Not many mitzvos have the element of “publicizing miracles” of Hashem. In fact, there are merely three. One is the reading of the Megillah on Purim, another is the drinking of four cups of wine on Pesach, and the last is kindling the channukiah on Channuka.
Interestingly, one possible basis for the mitzvah to drink four cups on Pesach stems from our Parsha this week. The word kos, “cup”, is used four times in the retelling and interpretation of the butler’s dream. Why would this mention of “cup”s be an appropriate basis for publicizing the miracles of Hashem on Pesach?
Some explain that the secret lies in the difference between the dreams of the butler and the baker. As opposed to the baker’s dream, the butler dreamed of reclaiming his previous job and of working for Pharaoh. It was not simply that he had the grapes -as the baker similarly had bread in his dream- but that he also dreamed of serving it to his master,something the baker did not dream about. So too, when we approach Pesach one should feel a sense of wanting to serve Hashem.
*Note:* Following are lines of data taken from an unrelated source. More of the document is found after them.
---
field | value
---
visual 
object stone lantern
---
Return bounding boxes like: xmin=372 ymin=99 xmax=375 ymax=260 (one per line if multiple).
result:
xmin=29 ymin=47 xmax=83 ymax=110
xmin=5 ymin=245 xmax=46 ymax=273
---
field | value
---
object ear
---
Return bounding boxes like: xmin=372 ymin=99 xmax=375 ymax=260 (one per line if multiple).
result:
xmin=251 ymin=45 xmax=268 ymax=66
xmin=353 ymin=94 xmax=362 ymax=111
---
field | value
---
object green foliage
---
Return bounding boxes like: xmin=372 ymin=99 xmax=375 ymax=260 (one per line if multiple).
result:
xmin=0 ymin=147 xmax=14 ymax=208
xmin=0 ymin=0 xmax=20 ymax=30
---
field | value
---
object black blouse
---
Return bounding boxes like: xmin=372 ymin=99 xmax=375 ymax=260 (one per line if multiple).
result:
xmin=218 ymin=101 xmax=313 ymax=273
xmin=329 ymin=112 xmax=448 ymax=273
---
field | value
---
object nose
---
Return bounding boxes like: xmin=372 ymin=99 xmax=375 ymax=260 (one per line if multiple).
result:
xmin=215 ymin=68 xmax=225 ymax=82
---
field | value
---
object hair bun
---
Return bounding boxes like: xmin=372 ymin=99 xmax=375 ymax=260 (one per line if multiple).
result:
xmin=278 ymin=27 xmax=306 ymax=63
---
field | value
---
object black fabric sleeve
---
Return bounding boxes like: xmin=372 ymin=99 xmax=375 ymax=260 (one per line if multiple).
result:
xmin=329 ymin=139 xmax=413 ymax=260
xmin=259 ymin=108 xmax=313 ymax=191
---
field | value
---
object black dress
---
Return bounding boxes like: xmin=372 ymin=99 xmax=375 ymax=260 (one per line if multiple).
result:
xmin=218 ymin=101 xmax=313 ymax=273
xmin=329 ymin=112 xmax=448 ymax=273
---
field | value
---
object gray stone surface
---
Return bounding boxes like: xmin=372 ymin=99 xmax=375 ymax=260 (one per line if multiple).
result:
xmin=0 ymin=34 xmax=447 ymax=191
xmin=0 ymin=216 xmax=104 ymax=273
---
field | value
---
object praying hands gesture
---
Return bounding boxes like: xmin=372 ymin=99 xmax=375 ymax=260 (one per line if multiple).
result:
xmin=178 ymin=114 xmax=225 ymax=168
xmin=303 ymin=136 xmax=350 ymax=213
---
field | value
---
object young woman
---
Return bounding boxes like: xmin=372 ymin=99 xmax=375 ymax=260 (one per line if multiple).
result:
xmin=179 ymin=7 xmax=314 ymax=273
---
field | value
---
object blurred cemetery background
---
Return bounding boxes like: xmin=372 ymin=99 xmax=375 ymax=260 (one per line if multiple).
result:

In a similar vein, we say in the al hanisim, “they established the eight days of Channuka in order to thank and praise Your Great name”. On Passover, we publicize the miracle as a reminder to ourselves to rededicate to Hashem. So too, on Channuka, we publicize the miracle to remind ourselves of the Maccabees returning to the temple. And, like the butler, to dream of serving Hashem better and better.